Machine learning/deep learning/reinforcement learning/other AI projects with a focus on AI safety, including both technical research projects and some community resources for helping others learn.
In-progress research project to develop alternatives to reinforcement learning from human feedback (RLHF) which use supervised learning instead of PPO-based RL to not change general capabilities while leading to better downstream safety performance. Responsible for: Co-leading the branch of the project focused on developing Supervised Iterative Learning from Human Feedback (SuperHF).
Simulated Comments from the Alignment Forum For Original Literature Development (SCAFFOLD) is a writing tool that generates comments that are similar to those on the Alignment Forum in order to elevate your AI safety to the next level! Responsible for: Everything sans data collection scripts.
An automated Sandwiching experimental framework for evaluating scalable oversight techniques by having language models talk to each other. We won 1st place in all categories at Apart Research's Scale Oversight Hackathon. Responsible for: Generating the initial research question and contributing roughly half of the theoretical development, the Python implementation, and the paper writeup.
Some quick and dirty mechanistic interpretability research into backup name mover heads for indirect object identification (IOI) in GPT-2 small, which won 2nd place in Apart Research's second Interpretability Hackathon. Responsible for: Deciding on the research question, engineering and running the mean ablation experiments, evaluating and interpreting results.
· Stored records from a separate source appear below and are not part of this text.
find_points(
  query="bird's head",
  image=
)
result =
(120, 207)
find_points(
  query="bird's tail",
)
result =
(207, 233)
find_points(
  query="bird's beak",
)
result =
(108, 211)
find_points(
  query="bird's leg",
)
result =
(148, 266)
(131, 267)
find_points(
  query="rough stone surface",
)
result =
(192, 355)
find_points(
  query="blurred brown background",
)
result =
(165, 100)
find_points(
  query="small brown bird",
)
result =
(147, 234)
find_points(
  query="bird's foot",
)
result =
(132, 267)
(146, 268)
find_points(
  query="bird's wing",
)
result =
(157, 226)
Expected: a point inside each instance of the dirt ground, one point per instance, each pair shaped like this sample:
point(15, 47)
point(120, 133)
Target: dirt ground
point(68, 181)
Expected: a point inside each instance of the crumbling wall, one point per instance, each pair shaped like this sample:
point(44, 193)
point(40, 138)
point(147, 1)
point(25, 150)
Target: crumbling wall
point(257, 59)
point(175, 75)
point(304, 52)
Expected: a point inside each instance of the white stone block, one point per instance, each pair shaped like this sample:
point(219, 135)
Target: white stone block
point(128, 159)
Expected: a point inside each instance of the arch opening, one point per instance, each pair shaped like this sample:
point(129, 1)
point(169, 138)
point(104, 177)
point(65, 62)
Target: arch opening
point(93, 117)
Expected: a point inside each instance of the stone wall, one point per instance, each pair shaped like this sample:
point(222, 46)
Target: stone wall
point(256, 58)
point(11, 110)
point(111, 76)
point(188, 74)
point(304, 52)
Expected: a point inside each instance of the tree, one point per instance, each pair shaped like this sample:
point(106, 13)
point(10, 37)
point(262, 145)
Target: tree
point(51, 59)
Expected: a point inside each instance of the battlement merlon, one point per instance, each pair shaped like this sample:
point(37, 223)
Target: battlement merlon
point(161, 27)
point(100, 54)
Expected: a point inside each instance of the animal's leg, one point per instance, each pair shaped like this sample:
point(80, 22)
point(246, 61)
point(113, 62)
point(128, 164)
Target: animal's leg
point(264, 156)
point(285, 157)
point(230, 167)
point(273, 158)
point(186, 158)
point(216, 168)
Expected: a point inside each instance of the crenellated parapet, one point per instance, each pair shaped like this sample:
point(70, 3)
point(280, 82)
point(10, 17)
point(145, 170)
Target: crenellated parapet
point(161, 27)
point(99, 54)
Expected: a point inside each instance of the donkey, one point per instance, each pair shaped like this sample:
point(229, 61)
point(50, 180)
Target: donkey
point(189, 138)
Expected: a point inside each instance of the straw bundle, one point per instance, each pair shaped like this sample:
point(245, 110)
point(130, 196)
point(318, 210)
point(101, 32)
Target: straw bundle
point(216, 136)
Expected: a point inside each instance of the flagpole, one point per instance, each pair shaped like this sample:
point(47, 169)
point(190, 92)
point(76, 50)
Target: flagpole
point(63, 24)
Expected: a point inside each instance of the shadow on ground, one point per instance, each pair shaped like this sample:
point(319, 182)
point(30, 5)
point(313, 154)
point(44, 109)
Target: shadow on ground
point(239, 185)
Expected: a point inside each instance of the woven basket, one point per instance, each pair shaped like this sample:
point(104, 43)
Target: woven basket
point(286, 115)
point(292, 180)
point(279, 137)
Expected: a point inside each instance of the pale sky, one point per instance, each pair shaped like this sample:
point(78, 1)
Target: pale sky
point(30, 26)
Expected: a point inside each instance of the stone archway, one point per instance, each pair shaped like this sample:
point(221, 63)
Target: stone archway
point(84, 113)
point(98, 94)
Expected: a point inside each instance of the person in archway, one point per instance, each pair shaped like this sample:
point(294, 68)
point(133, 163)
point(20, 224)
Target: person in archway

A documented and unit-tested repo to help you learn how to build transformer neural network models from scratch. Responsible for: Taking the transformer days from the original MLAB repo, creating a clean starter file with class/method stubs and clear docstrings, adding unit tests, and implementing a clean solution file.
A slightly new technique building off prior work for unsupervised learning of human-interpretable concept-based explanations of language models operating on the task of sentiment analysis. Compared to black-box baseline models, performance is comparable, but the coherency of discovered concepts is sometimes mixed. Responsible for: Almost all of the code, most of the paper.
A level-based guide for independently up-skilling in AI Safety Research Engineering that aims to give concrete objectives, goals, and resources to help anyone go from zero to hero. Responsible for: Everything, though it draws upon knowledge from others listed in the Sources section.
Evaluating the 2-digit multiplication abilities of various language models using 🤗Transformers and the OpenAI API for fun and to possibly inspire some mechanistic interpretability research. By graphing more nuanced metrics than accuracy like the number of digits different from the answer, we can see clearer patters in emergent multiplication capabilities. Responsible for: Everything.
While implementing Minitorch, a Python implementation of the core functionality of the popular PyTorch machine learning library, and getting a better understanding of how autodifferentiation, tensors, and other PyTorchic things work, I created this study guide to help others learn as well. Responsible for: All of the study guide, none of Minitorch.
A plugin to facilitate the use deep reinforcement learning in Unreal Engine by exposing UE4 as an OpenAI Gym environment and a suite of Deep RL samples project to test the plugin. Responsible for: Cleaning up and improving the plugin for release, creating all the sample projects while working for Epic Games.
A binary CNN classifier to distinguish between real photographic images and photorealistic computer-generated images that achieves 96% test accuracy on a custom dataset. Responsible for: Approximately half of the work.